El Salvador is a sovereign state with a republican, democratic and representative government. The political system is pluralist, and is expressed through political parties which are the only instrument through which people exercise representation in the government. The regulations, organisation, and functions are subject to the principles of representative democracy.
The current Constitution of the Republic of El Salvador restores the political, economic, and social order disrupted by the coup of 1979. The Constitution establishes that foreigners are compelled to respect the authorities and obey the laws, while in turn acquire the right to be protected by them. It refers to secondary laws the cases and the manner in which a foreigner can be denied entry or stay in national territory.
The international treaties executed by El Salvador with other states or international organisations, become laws of the Republic upon entering into force. The law cannot modify or repeal what has been agreed upon in a treaty in force, and, in the event of conflict between the treaty and the law, will prevail over the treaty.
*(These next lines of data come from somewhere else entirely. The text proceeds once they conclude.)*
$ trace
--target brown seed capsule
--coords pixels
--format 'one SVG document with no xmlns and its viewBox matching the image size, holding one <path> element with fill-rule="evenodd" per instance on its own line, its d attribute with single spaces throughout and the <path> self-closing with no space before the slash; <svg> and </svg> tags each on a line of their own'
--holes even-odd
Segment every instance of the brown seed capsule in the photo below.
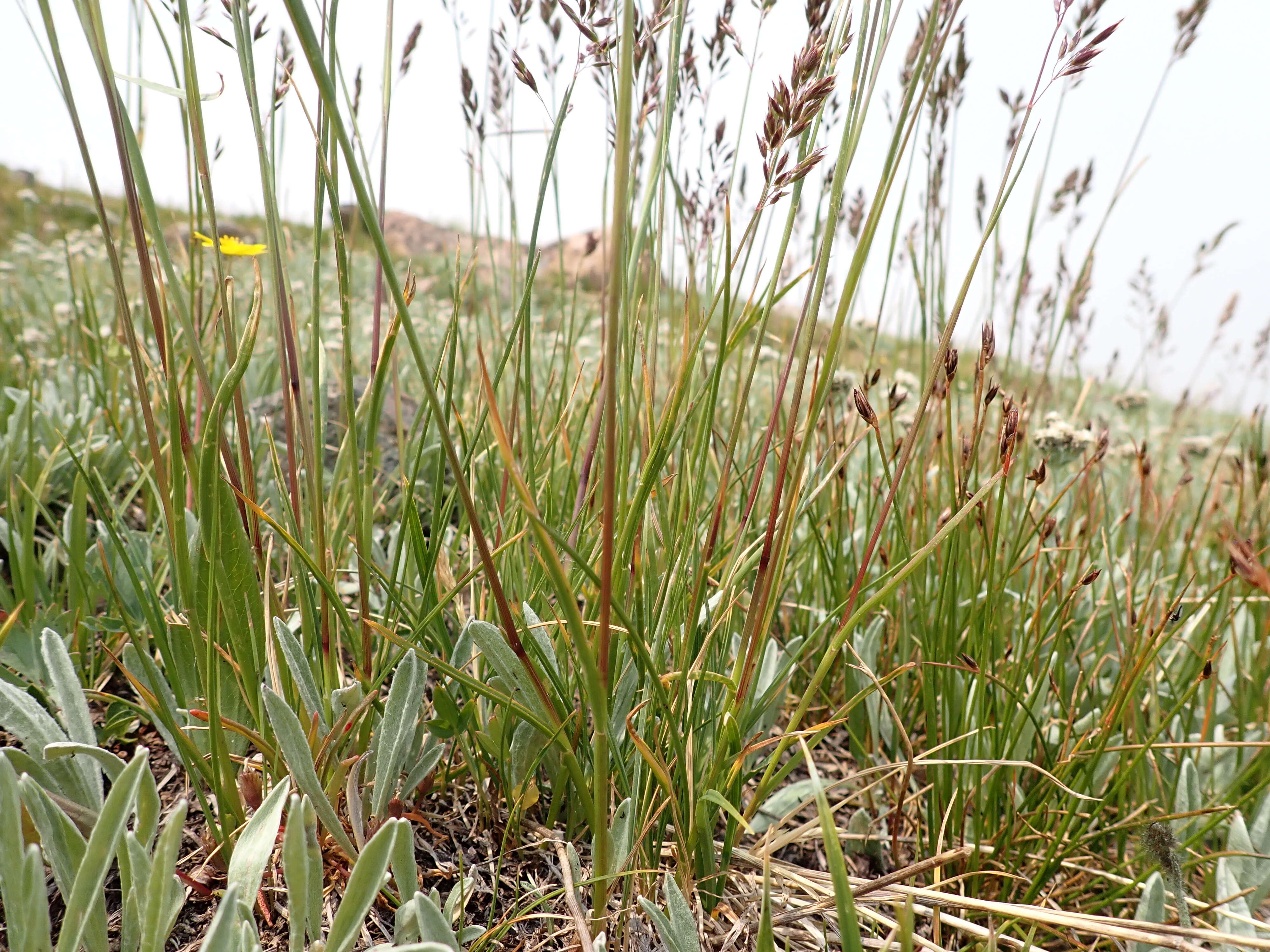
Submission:
<svg viewBox="0 0 1270 952">
<path fill-rule="evenodd" d="M 872 404 L 869 402 L 869 397 L 864 395 L 864 391 L 860 387 L 855 387 L 851 391 L 851 397 L 856 401 L 856 413 L 860 414 L 860 419 L 869 426 L 876 426 L 878 414 L 874 413 Z"/>
<path fill-rule="evenodd" d="M 1001 421 L 1001 456 L 1005 457 L 1015 448 L 1015 438 L 1019 434 L 1019 407 L 1008 406 Z"/>
<path fill-rule="evenodd" d="M 243 802 L 253 810 L 259 810 L 264 797 L 260 795 L 260 774 L 250 768 L 244 768 L 239 773 L 239 793 Z"/>
</svg>

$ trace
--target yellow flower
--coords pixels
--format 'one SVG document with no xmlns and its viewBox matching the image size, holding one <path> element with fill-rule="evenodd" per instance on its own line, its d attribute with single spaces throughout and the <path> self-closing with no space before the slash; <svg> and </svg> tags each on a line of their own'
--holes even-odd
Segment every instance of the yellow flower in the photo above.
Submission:
<svg viewBox="0 0 1270 952">
<path fill-rule="evenodd" d="M 194 237 L 197 237 L 203 244 L 203 248 L 212 246 L 212 240 L 207 237 L 207 235 L 196 231 Z M 245 255 L 249 258 L 254 258 L 255 255 L 264 254 L 267 248 L 268 248 L 267 245 L 248 245 L 244 241 L 240 241 L 239 239 L 234 237 L 232 235 L 221 235 L 222 255 L 240 255 L 240 256 Z"/>
</svg>

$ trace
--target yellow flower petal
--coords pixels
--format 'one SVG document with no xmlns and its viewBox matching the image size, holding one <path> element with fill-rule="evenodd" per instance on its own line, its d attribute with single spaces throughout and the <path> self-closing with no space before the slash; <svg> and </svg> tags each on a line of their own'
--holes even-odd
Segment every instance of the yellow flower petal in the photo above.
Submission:
<svg viewBox="0 0 1270 952">
<path fill-rule="evenodd" d="M 221 254 L 222 255 L 246 255 L 255 256 L 258 254 L 264 254 L 267 245 L 248 245 L 244 241 L 234 237 L 232 235 L 221 235 Z"/>
</svg>

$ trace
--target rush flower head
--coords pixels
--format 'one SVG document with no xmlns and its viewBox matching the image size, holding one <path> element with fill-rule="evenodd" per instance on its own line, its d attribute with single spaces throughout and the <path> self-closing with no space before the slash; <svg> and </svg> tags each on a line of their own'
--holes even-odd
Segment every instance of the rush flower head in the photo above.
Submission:
<svg viewBox="0 0 1270 952">
<path fill-rule="evenodd" d="M 194 237 L 198 239 L 202 242 L 203 248 L 211 248 L 212 246 L 212 240 L 210 237 L 207 237 L 207 235 L 203 235 L 202 232 L 196 231 L 194 232 Z M 232 235 L 221 235 L 221 254 L 222 255 L 237 255 L 240 258 L 241 256 L 254 258 L 255 255 L 264 254 L 267 250 L 268 250 L 267 245 L 249 245 L 245 241 L 243 241 L 241 239 L 234 237 Z"/>
</svg>

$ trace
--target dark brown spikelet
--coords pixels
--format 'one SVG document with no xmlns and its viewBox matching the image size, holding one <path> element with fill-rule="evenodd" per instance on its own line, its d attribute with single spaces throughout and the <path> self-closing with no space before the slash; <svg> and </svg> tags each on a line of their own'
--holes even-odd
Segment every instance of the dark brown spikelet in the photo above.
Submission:
<svg viewBox="0 0 1270 952">
<path fill-rule="evenodd" d="M 804 14 L 806 15 L 808 32 L 823 34 L 824 22 L 829 17 L 829 0 L 806 0 Z"/>
<path fill-rule="evenodd" d="M 1208 13 L 1209 0 L 1195 0 L 1190 6 L 1184 6 L 1177 11 L 1177 39 L 1173 43 L 1173 57 L 1181 60 L 1191 43 L 1199 36 L 1199 24 Z"/>
<path fill-rule="evenodd" d="M 1015 448 L 1019 435 L 1019 407 L 1010 405 L 1001 419 L 1001 457 L 1007 457 Z"/>
<path fill-rule="evenodd" d="M 1077 33 L 1071 42 L 1068 42 L 1064 37 L 1064 47 L 1067 48 L 1063 48 L 1062 53 L 1066 53 L 1067 58 L 1064 60 L 1062 55 L 1059 56 L 1058 76 L 1078 76 L 1090 69 L 1093 58 L 1102 52 L 1102 43 L 1105 43 L 1107 38 L 1115 33 L 1115 29 L 1119 25 L 1120 20 L 1116 20 L 1106 29 L 1100 30 L 1093 39 L 1082 46 L 1080 50 L 1074 48 L 1080 42 L 1080 33 Z M 1191 42 L 1194 42 L 1194 39 Z"/>
<path fill-rule="evenodd" d="M 860 414 L 860 419 L 869 426 L 876 426 L 878 414 L 874 411 L 872 404 L 869 402 L 869 397 L 864 395 L 864 391 L 860 387 L 855 387 L 851 391 L 851 399 L 856 401 L 856 413 Z"/>
<path fill-rule="evenodd" d="M 1270 594 L 1270 572 L 1257 561 L 1252 539 L 1232 538 L 1226 548 L 1231 553 L 1231 574 Z"/>
<path fill-rule="evenodd" d="M 414 48 L 419 46 L 419 34 L 422 32 L 423 20 L 419 20 L 410 28 L 410 34 L 405 38 L 405 46 L 401 47 L 401 67 L 399 70 L 403 76 L 410 71 L 410 60 L 414 56 Z"/>
<path fill-rule="evenodd" d="M 512 51 L 512 66 L 516 69 L 516 79 L 537 93 L 538 84 L 533 80 L 533 74 L 530 72 L 530 67 L 525 65 L 525 60 L 514 50 Z"/>
</svg>

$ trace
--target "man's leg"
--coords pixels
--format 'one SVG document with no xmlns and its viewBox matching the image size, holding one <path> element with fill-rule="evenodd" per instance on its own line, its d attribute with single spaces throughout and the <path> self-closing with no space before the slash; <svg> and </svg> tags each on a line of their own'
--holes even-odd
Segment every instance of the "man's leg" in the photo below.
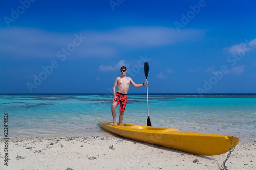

The national legal framework in force regarding migration in El Salvador is primarily composed of: the 1958 Migration Act (Ley de Migración); the 1968 Immigration Act (Ley de Extranjería); Decree Nº 33 of 1959 by means of which is articulated the Regulation of the Migration Act; Legislative Decree 918 regarding the Determination of Persons with Refugee Status Act (Ley para la Determinación de la Condición de Personas Refugiadas); and its regulation, pursuant to executive decree Nº 79 of August 22, 2005.